La banque conclut au débouté de M. [T] de toutes ses demandes.
*
Il résulte de l’article 1343-5 alinéa 1er du code civil que le juge peut, compte tenu de la situation du débiteur et en considération des besoins du créancier, reporter ou échelonner, dans la limite de deux années, le paiement des sommes dues.
En l’espèce, M. [T] a perçu en 2022 un revenu imposable de 16 653 euros tandis que celui de sa compagne s’élevait à 21 215 euros. Le couple a deux enfants à charge et supporte des mensualités d’emprunts immobiliers à hauteur de 2 301 euros environ au total. Il ne fait pas de proposition de règlements échelonnés et n’explique pas comment il pourra rembourser sa dette dans le délai prévu par l’article précité.
Au regard de ces éléments il n’apparaît pas en mesure de régler sa dette dans un délai de 24 mois.
Il convient par conséquent de rejeter la demande de délai formulée par M. [T].
Sur les dépens et les frais irrépétibles
Eu égard à la solution du litige, il convient de confirmer le jugement déféré en ce qu’il a condamné M. [T] aux dépens et au paiement d’une indemnité sur le fondement de l’article 700 du code de procédure civile.
M. [T], qui succombe partiellement, sera condamné également aux dépens d’appel, sur le fondement de l’article 696 du code de procédure civile.

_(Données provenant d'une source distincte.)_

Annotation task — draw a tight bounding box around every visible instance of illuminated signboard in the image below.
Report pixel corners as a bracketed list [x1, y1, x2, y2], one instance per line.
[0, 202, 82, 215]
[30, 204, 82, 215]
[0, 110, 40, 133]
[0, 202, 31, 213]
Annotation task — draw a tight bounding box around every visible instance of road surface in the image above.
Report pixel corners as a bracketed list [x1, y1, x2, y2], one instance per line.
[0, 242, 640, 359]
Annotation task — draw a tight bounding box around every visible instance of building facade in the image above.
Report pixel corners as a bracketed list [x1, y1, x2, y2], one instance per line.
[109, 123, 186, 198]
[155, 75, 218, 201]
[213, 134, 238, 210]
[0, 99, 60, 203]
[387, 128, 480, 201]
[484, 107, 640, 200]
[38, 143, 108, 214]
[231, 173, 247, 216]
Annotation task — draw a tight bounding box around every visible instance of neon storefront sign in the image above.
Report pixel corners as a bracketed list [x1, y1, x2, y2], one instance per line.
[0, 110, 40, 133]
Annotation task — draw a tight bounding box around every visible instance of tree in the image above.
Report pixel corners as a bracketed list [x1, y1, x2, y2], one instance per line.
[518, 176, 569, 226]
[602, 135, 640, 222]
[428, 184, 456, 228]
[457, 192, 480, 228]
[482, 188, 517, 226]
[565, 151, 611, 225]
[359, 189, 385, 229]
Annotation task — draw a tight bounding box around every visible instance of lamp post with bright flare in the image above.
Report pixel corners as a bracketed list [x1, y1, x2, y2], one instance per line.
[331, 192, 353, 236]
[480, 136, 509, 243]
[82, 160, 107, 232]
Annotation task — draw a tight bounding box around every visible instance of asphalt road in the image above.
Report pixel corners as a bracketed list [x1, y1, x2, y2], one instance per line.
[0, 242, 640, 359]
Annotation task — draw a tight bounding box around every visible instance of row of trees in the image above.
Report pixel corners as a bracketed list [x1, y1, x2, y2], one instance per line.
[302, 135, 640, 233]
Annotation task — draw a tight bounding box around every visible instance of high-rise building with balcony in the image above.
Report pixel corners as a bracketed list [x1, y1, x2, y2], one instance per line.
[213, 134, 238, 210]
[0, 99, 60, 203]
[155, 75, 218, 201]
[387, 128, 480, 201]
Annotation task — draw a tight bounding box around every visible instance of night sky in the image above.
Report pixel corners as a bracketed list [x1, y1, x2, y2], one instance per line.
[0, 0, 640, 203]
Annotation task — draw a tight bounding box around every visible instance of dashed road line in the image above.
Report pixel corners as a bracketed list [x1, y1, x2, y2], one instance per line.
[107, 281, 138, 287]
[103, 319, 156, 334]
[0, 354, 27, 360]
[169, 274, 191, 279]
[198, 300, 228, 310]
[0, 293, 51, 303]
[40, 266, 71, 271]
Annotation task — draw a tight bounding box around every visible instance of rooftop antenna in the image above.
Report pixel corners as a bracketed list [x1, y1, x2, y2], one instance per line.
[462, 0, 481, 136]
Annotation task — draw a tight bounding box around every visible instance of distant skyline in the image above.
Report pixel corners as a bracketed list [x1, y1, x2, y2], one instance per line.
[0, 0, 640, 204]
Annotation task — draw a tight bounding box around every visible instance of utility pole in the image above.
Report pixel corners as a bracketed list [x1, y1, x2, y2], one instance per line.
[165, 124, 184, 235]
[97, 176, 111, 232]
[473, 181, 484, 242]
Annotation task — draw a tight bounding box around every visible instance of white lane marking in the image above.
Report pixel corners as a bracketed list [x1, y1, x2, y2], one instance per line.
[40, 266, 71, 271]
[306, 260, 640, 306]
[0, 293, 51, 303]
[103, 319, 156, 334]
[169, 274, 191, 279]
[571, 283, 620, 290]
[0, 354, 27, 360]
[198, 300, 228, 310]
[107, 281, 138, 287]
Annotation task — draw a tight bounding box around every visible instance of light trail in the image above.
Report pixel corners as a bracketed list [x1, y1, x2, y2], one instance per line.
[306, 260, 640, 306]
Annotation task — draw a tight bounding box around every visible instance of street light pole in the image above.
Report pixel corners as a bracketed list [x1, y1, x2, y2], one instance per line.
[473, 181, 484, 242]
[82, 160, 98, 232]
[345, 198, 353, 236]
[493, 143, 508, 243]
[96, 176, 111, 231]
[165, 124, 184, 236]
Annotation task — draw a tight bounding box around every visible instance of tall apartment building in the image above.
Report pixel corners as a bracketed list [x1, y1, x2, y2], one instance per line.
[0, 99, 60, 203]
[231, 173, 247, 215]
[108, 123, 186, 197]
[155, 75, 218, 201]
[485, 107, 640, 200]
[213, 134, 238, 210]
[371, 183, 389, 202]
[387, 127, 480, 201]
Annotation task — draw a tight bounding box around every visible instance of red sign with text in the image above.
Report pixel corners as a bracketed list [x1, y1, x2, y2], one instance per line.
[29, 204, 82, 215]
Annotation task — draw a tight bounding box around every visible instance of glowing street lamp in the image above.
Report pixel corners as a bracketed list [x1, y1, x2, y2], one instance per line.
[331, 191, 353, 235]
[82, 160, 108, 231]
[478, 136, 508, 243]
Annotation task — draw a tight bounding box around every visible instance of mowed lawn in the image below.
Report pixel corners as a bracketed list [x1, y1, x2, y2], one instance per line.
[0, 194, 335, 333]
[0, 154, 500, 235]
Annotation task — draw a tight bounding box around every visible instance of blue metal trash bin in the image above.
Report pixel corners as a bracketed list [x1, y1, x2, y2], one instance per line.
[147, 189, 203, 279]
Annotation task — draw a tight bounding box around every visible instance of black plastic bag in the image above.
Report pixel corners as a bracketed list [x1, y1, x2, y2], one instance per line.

Il convient de rejeter les demandes formulées tant par la société Banque postale consumer finance que par M. [Z] [T] sur le fondement de l’article 700 du code de procédure civile au titre des frais irrépétibles exposés en cause d’appel.
PAR CES MOTIFS,
La cour, statuant publiquement par mise à disposition au greffe, dans les limites de sa saisine, par arrêt contradictoire et en dernier ressort,
Confirme le jugement déféré en ce qu’il a prononcé la déchéance totale de la société Banque postale consumer finance du droit aux intérêts, et condamné M. [Z] [T] à payer à la banque postale consumer finance au titre du prêt souscrit le 28 juin 2017 et de son avenant de réaménagement du 26 janvier 2019 la somme de 17 035,85 euros de laquelle sera déduit les sommes réglées au titre des intérêts dudit prêt ;
Confirme le jugement déféré en ce qu’il a débouté M. [T] de sa demande de délai, condamné M. [T] aux dépens et au paiement d’une indemnité sur le fondement de l’article 700 du code de procédure civile ;
Infirme le jugement déféré en ses autres dispositions déférées à la cour,
Statuant à nouveau sur les chefs de décision infirmés et y ajoutant,
Dit que la condamnation à paiement prononcée à l’encontre de M. [Z] [T] au titre du prêt souscrit le 28 juin 2017 et de son avenant de réaménagement du 26 janvier 2019 produira intérêts au taux de 1,5 % l’an et ne donnera lieu à aucune majoration ;
Déboute M. [Z] [T] de ses demandes de condamnation de la banque au titre d’un manquement au devoir de mise en garde et de compensation des créances réciproques ;
Condamne M. [Z] [T] aux dépens d’appel ;
Rejette les demandes formulées sur le fondement de l’article 700 du code de procédure civile au titre des frais irrépétibles exposés en cause d’appel.
Le présent arrêt a été signé par Madame BAYLAUCQ, Conseillère, suite à l’empêchement de Monsieur DARRACQ, Conseiller faisant fonction de Président, et par Monsieur MAGESTE, greffier suivant les dispositions de l’article 456 du Code de Procédure Civile.